The First Airplane-Crash Covers?

It is well known to collectors of 1911 Coronation Airmail flight covers that Charles L A Hubert took off from Hendon Airport in a 50 HP Farman 'Gnome' Biplane soon after 7 am on Monday 11 September 1911 carrying eight bags of the mail on his way to Windsor. Soon after take-off the plane crashed from a height of about forty feet resulting in Hubert breaking both his legs. Covers from this flight may therefore be the first ever airplane crash covers. Unfortunately no cachets were used to indicate that mail had been carried on this flight and it is almost impossible to 'prove' a cover from this flight.

Over the years I have seen a number of covers which it was claimed were from this flight. The usual 'reasons' being that the cover was dated 11 September and 'must' therefore have been flown on that day. Later research shows that ALL the public mail flown on 11 September had been date-stamped and made up on Saturday 9 September, so any mail dated 11 September was definitely NOT flown by Hubert.

There were two cards in the 'Edwards' collection which it was thought may have been on this flight but in my opinion neither were flown by Hubert.

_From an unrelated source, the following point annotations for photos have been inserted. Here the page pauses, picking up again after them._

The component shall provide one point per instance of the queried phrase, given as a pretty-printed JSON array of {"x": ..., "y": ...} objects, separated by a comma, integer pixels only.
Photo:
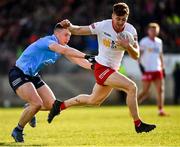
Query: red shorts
[
  {"x": 151, "y": 76},
  {"x": 101, "y": 73}
]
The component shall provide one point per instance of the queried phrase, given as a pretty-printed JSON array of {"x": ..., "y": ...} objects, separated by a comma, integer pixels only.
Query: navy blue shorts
[{"x": 18, "y": 78}]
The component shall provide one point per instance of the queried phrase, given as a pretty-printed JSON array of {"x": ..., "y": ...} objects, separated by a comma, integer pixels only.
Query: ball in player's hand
[{"x": 126, "y": 35}]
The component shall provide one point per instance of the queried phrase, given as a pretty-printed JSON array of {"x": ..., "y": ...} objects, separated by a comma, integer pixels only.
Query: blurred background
[{"x": 23, "y": 22}]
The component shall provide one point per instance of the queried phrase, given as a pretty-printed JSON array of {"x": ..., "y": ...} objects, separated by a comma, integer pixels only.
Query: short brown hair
[{"x": 120, "y": 9}]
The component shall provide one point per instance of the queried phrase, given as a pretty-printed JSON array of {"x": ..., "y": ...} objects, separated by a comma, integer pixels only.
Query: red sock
[
  {"x": 137, "y": 122},
  {"x": 62, "y": 106}
]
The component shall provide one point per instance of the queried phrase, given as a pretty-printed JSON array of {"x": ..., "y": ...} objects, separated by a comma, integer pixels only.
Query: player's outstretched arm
[
  {"x": 75, "y": 29},
  {"x": 66, "y": 50},
  {"x": 133, "y": 51}
]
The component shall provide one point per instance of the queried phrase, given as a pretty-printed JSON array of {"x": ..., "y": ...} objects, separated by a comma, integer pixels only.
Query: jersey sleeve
[
  {"x": 142, "y": 45},
  {"x": 96, "y": 27}
]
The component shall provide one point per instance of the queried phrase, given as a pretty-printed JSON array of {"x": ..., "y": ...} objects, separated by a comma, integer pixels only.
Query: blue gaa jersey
[{"x": 37, "y": 55}]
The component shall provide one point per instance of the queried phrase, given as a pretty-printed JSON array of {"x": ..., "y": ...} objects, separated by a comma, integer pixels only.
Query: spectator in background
[
  {"x": 152, "y": 66},
  {"x": 176, "y": 77}
]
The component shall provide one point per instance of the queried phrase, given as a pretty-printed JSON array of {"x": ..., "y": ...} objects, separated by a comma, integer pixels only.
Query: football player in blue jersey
[{"x": 28, "y": 84}]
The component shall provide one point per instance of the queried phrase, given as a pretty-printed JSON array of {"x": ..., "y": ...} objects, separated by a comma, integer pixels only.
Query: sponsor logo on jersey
[{"x": 105, "y": 33}]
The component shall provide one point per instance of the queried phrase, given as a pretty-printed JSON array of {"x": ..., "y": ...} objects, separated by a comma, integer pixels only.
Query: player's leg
[
  {"x": 144, "y": 92},
  {"x": 99, "y": 94},
  {"x": 47, "y": 97},
  {"x": 159, "y": 85},
  {"x": 26, "y": 92},
  {"x": 119, "y": 81}
]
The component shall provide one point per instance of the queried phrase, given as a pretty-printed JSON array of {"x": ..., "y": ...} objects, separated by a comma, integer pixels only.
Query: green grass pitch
[{"x": 94, "y": 126}]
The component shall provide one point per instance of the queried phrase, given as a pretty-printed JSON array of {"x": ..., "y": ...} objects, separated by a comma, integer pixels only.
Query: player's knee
[
  {"x": 94, "y": 102},
  {"x": 37, "y": 106},
  {"x": 132, "y": 88}
]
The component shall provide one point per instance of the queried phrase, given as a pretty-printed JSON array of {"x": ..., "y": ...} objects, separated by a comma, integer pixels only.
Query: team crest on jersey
[{"x": 107, "y": 34}]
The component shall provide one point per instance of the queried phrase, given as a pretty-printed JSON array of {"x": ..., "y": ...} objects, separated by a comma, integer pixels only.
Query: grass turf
[{"x": 92, "y": 126}]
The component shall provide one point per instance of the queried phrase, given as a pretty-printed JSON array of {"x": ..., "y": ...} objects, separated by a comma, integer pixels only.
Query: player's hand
[
  {"x": 65, "y": 23},
  {"x": 123, "y": 43},
  {"x": 90, "y": 58},
  {"x": 164, "y": 73},
  {"x": 141, "y": 67}
]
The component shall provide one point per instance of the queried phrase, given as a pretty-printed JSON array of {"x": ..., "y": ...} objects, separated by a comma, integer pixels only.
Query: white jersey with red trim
[
  {"x": 151, "y": 53},
  {"x": 109, "y": 55}
]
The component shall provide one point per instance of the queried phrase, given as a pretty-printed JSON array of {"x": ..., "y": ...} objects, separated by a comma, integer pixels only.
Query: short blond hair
[
  {"x": 120, "y": 9},
  {"x": 154, "y": 25}
]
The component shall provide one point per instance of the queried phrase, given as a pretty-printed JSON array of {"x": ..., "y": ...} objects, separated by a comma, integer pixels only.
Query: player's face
[
  {"x": 119, "y": 21},
  {"x": 153, "y": 32},
  {"x": 64, "y": 36}
]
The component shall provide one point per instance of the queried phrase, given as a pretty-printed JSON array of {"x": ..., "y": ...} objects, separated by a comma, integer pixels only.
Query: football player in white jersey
[
  {"x": 107, "y": 63},
  {"x": 152, "y": 65}
]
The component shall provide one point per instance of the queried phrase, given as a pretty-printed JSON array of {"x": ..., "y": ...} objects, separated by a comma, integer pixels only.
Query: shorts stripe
[{"x": 17, "y": 81}]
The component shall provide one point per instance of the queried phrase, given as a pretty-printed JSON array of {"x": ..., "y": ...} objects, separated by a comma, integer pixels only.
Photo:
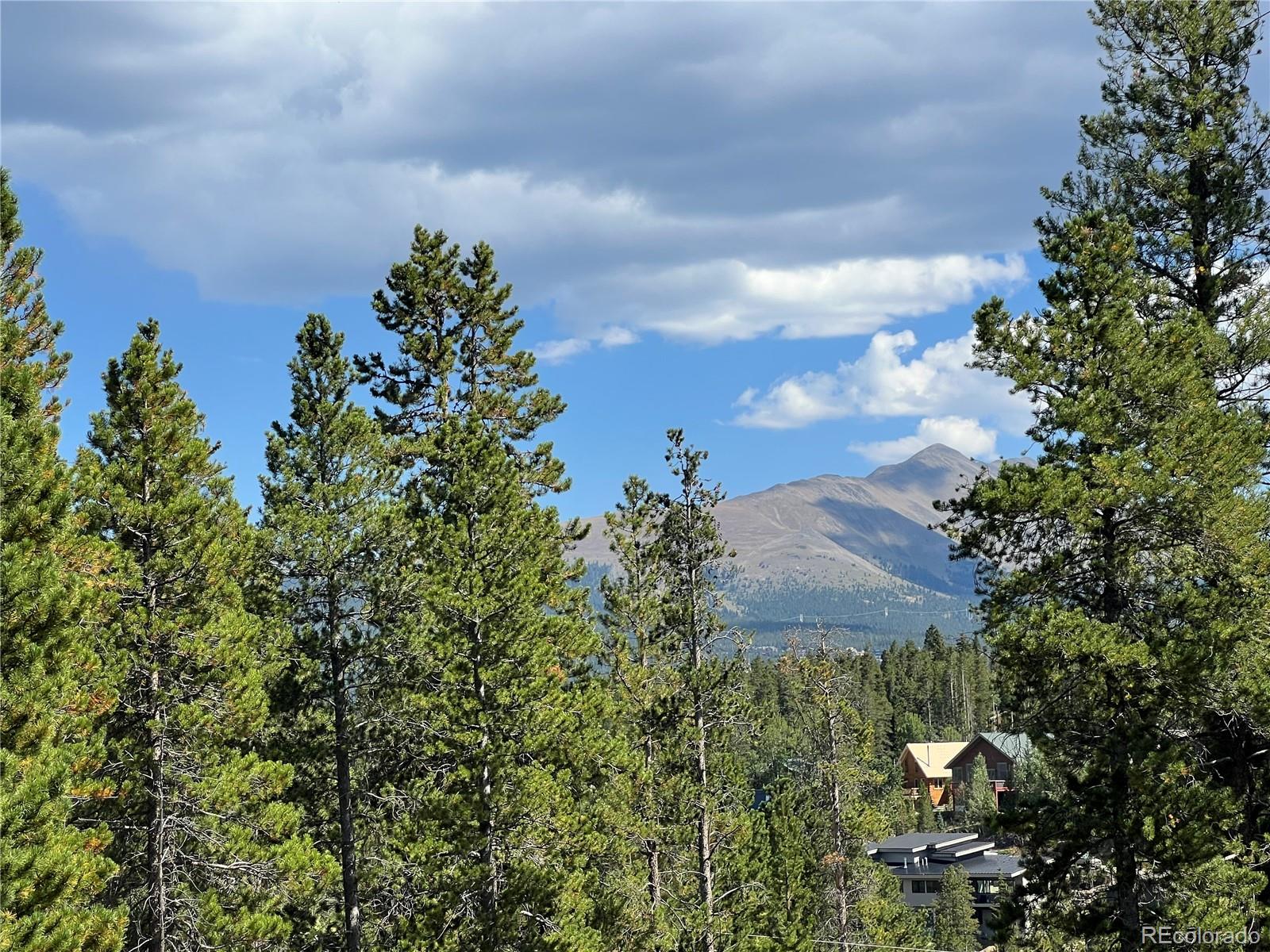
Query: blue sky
[{"x": 768, "y": 225}]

The first is one autographed by him on 9 September and bears a die 5 postmark showing that it had been posted at Hendon. Postmark dies 5 and 6 indicate mail posted at Hendon or collected on the way to Hendon after leaving London. Mail bags made up at Hendon have a 'A' suffix, ie bag 1A. The only Hendon posted mail flown on 11 September was contained in bags 1A and 2A both made up on 9 September, which were part of the mail flown by E F Driver, who left Hendon, carrying four bags in all, in another Farman biplane at 6.25am, arriving in Windsor at 7.05am. This card would therefore have been carried by Driver and arrived in Windsor at about the same time as Hubert was taking off from Hendon and although flown on the 11th is not a 'crash cover'.

The second card has a die 6 handstamp of 11 September and on the reverse is written 'Got Hubert to sign this before he went up to take this card to you'. Whilst the writer may have naively believed what he wrote, the facts are that the card would have had to have been posted in the special box, taken to the Post Office, date-stamped and made up in a mail bag, all before 7am! Later research shows that mail posted at Hendon on 11 September was flown in bag 3A on 14 September.

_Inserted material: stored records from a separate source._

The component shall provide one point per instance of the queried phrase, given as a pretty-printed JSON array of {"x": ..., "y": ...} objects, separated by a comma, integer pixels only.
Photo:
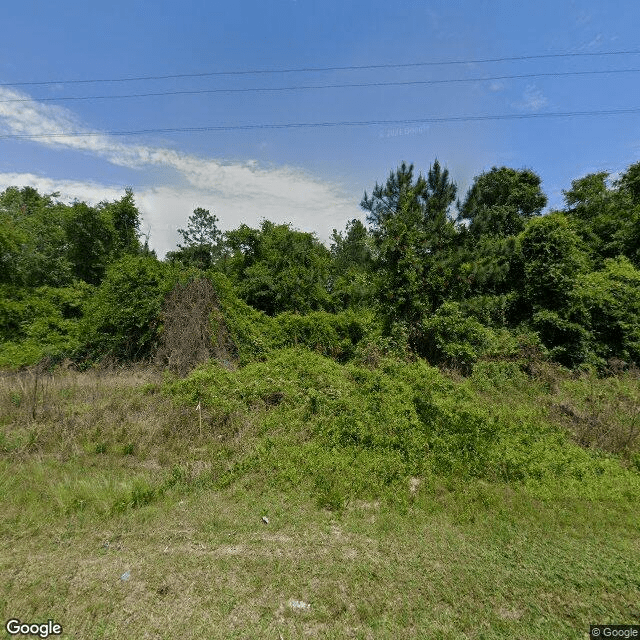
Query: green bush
[
  {"x": 39, "y": 323},
  {"x": 122, "y": 319},
  {"x": 346, "y": 431},
  {"x": 451, "y": 338},
  {"x": 607, "y": 302}
]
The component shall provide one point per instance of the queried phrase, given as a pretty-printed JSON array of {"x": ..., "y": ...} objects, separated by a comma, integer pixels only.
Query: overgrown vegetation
[{"x": 466, "y": 382}]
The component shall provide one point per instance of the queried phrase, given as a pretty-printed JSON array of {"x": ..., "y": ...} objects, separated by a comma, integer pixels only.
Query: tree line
[{"x": 452, "y": 276}]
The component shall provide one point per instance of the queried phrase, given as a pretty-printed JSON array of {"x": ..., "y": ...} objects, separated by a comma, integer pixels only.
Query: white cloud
[
  {"x": 240, "y": 192},
  {"x": 532, "y": 100}
]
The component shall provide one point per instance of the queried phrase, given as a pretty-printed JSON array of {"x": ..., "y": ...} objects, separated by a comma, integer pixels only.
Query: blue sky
[{"x": 311, "y": 177}]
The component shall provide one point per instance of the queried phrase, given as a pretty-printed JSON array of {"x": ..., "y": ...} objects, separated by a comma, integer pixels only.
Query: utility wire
[
  {"x": 554, "y": 74},
  {"x": 319, "y": 69},
  {"x": 344, "y": 123}
]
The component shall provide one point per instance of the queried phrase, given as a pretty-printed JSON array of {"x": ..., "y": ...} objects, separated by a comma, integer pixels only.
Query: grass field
[{"x": 111, "y": 474}]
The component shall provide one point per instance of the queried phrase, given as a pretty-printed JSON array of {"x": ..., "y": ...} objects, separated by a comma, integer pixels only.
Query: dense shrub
[
  {"x": 346, "y": 431},
  {"x": 451, "y": 338},
  {"x": 122, "y": 319},
  {"x": 41, "y": 322}
]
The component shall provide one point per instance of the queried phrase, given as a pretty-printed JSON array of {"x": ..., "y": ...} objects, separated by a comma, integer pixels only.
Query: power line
[
  {"x": 554, "y": 74},
  {"x": 319, "y": 69},
  {"x": 344, "y": 123}
]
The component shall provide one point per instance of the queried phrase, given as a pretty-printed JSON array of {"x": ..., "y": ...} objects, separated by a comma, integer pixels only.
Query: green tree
[
  {"x": 607, "y": 213},
  {"x": 607, "y": 303},
  {"x": 32, "y": 240},
  {"x": 276, "y": 268},
  {"x": 553, "y": 257},
  {"x": 90, "y": 235},
  {"x": 122, "y": 318},
  {"x": 351, "y": 265},
  {"x": 125, "y": 219},
  {"x": 202, "y": 241},
  {"x": 500, "y": 202},
  {"x": 413, "y": 235}
]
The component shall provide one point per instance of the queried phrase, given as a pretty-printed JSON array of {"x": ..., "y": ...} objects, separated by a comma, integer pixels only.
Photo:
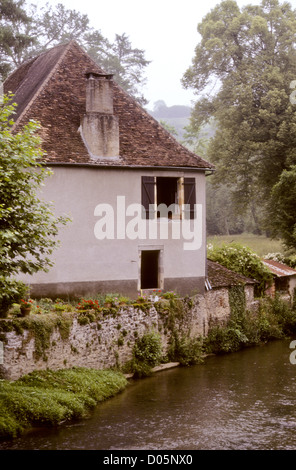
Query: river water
[{"x": 241, "y": 401}]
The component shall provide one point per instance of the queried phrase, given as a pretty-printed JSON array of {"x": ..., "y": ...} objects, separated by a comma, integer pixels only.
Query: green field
[{"x": 258, "y": 243}]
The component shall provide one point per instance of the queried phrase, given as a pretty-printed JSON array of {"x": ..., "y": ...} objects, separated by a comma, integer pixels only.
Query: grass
[
  {"x": 53, "y": 397},
  {"x": 260, "y": 244}
]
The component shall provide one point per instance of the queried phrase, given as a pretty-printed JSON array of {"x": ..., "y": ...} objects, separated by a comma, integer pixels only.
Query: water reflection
[{"x": 244, "y": 400}]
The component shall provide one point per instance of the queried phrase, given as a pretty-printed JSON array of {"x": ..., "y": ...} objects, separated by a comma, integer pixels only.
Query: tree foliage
[
  {"x": 242, "y": 71},
  {"x": 242, "y": 260},
  {"x": 13, "y": 37},
  {"x": 49, "y": 26},
  {"x": 28, "y": 227},
  {"x": 282, "y": 205}
]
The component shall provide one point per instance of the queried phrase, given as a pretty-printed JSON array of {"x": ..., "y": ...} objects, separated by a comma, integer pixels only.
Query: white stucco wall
[{"x": 76, "y": 191}]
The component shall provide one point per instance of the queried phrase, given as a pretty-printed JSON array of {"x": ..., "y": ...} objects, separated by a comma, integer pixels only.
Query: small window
[
  {"x": 168, "y": 197},
  {"x": 150, "y": 269}
]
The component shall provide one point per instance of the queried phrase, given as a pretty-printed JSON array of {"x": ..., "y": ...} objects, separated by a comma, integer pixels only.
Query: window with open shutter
[
  {"x": 189, "y": 197},
  {"x": 148, "y": 198}
]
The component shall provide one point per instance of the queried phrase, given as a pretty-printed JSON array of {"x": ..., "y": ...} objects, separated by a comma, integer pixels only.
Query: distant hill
[{"x": 176, "y": 116}]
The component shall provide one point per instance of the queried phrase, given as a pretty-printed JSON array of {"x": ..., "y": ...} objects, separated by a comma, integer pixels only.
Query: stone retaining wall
[{"x": 109, "y": 340}]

In fact 'crash mail' from this flight would be very common, if only flight could be proved. In all some 20 bags of mail were made up with mail date-stamped 9 September. If eight of these bags were carried by Hubert than two in every covers/cards dated 9 September is a 'crash cover', if only these could be identified.

Unfortunately there are no records found showing which bags may have been carried by Hubert. The first flight on 11 September was made by Clement Greswell in a 50 HP Bleriot Monoplane carrying bags 4 and 5, immediately followed by Driver with bags 1A, 2A, 2 and 3. The Post Office seem to have dealt with bags in order so it is probably reasonable to assume that the eight bags carried by Hubert would have been 6, 7, 8, 9 10, 11, 12 and 13. Of these bags 6 and 7 were late flown by G W Hamel who left Hendon at 6.15pm on the 11th which would have given sufficient time for the bags to be brought back to Hendon from the crash scene. The remaining bags, 8 to 13, were flown early on 12 September.

It will be noticed that Hubert was carrying eight bags each weighting 26- 1/2 lbs, a total of 212 lbs or over 15 stones. The general theory for the crash was that the plane was caught by a sudden gust of wind and with this weight of mail at a low height a crash was probably inevitable. No other flight carried more than four bags at any one time, sometimes less.

I have quite a number of cards and covers dated 9 September - some of these must be crash covers. If only I knew which ones!